Em 1996 candidatou-se para prefeito da cidade de São Paulo, obtendo 3.608 votos (0,068% do total). Em 1998 disputou o cargo de Governador do Estado de São Paulo, conquistando 14.406 sufrágios. Em 2000, postulou a Vice-Prefeitura da capital de SP, na chapa do ex-presidente Collor, que foi anulada na reta final da campanha. Em 2002 foi candidato ao governo do Estado de São Paulo,  recebendo 8 654 votos, e em 2004 concorreu para Vereador na Capital e em 2006 para Deputado Federal pelo Estado de São Paulo. Em ambas, obteve 3 382 e 5 518 sufrágios, respectivamente.

Em 2008 foi candidato a prefeito de São Paulo e recebeu 5 518 votos (0,09% dos votos válidos) no primeiro turno e decidiu apoiar a candidata Marta Suplicy (PT), vencedora no segundo turno. Em 2010, foi candidato a Presidente da República pela primeira vez pelo PRTB. Porém, ficou em 7º lugar entre os nove candidatos e recebeu 57 960 votos (0,06%).

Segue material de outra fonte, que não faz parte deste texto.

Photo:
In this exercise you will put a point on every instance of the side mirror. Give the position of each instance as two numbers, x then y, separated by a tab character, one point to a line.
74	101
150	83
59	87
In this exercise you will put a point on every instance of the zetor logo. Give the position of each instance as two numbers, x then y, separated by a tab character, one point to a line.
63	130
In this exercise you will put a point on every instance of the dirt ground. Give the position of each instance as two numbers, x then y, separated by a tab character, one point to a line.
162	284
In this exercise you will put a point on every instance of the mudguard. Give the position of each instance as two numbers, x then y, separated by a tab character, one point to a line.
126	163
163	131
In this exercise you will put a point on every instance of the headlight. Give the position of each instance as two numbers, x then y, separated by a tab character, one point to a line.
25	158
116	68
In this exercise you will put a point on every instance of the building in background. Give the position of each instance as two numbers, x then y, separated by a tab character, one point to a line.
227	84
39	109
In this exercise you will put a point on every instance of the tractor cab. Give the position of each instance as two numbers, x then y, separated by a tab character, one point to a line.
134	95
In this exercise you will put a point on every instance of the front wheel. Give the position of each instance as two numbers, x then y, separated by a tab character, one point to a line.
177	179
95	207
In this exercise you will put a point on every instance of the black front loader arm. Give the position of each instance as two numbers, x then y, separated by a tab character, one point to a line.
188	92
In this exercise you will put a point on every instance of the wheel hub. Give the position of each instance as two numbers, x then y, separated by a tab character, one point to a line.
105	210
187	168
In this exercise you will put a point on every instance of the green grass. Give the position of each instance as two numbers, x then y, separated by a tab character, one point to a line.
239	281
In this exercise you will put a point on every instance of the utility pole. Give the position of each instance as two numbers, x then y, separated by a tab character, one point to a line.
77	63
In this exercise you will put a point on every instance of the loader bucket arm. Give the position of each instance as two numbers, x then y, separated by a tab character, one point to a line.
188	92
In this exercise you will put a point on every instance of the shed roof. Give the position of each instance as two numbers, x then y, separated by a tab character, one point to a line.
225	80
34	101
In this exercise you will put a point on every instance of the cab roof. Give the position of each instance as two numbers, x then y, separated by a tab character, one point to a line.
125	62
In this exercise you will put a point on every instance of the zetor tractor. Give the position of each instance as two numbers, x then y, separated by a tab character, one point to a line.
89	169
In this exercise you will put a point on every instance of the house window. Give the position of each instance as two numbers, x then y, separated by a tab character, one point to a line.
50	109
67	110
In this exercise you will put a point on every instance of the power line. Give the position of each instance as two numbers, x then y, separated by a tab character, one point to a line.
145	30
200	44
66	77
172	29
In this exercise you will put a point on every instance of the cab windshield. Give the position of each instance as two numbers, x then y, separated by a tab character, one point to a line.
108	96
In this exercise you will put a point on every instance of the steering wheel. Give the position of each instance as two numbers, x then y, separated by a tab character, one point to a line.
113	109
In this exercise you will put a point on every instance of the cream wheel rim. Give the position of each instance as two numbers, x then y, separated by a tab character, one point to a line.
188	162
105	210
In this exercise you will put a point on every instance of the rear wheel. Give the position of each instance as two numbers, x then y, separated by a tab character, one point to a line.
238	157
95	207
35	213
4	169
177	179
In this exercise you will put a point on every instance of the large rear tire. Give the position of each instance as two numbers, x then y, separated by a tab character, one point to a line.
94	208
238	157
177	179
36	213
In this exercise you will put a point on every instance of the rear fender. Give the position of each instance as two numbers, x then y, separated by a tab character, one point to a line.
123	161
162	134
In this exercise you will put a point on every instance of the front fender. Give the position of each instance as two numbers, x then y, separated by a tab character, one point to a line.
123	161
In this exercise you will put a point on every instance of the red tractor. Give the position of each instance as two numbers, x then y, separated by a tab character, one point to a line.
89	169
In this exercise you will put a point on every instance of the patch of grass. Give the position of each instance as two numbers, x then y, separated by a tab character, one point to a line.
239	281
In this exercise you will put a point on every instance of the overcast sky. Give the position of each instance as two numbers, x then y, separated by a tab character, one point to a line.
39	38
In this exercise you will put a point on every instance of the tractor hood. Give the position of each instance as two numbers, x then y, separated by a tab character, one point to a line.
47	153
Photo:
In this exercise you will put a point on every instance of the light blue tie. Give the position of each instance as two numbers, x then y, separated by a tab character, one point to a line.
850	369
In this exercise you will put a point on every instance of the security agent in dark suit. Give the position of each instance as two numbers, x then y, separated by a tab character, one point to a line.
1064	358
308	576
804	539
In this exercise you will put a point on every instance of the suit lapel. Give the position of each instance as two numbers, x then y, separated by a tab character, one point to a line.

No segundo turno, Fidélix apoiou Dilma Roussef (PT). Em 2011 anunciou a sua candidatura para prefeito de São Paulo em 2012. Na sua 12ª candidatura a um cargo público escolheu o retorno do “janismo” como mote de sua campanha.

Nas eleições de 2014, Levy Fidélix novamente foi candidato à presidência e se apresentou como um candidato de direita com discurso conservador. Apesar de nunca ter sido eleito aos cargos que disputou (deputado, vereador, prefeito, governador e presidente), no primeiro turno das eleições de 2014 Fidelix recebeu o voto de 446.878 pessoas em todo o Brasil, o que representa 0,43% do eleitorado brasileiro. O fundador do PRTB ficou em 7º lugar entre 11 candidatos, mas alcançou o melhor desempenho em uma eleição ao longo de sua carreira. No segundo turno, Fidélix apoiou Aécio Neves.

Nas eleições estaduais de 2018, apoiando Jair Bolsonaro para a Presidência da República, concorreu ao cargo de deputado federal pelo estado de São Paulo, obtendo 32.113 votos (0,15%), mas não conseguiu ser eleito. Esta foi a oitava eleição em que sofreu derrota. Ele chegou a ser pré-candidato à Presidência no mesmo ano, mas desistiu ao fechar um acordo: o general Mourão, do seu partido, se tornou candidato à vice-presidente na chapa encabeçada por Bolsonaro, formando a coligação PSL-PRTB.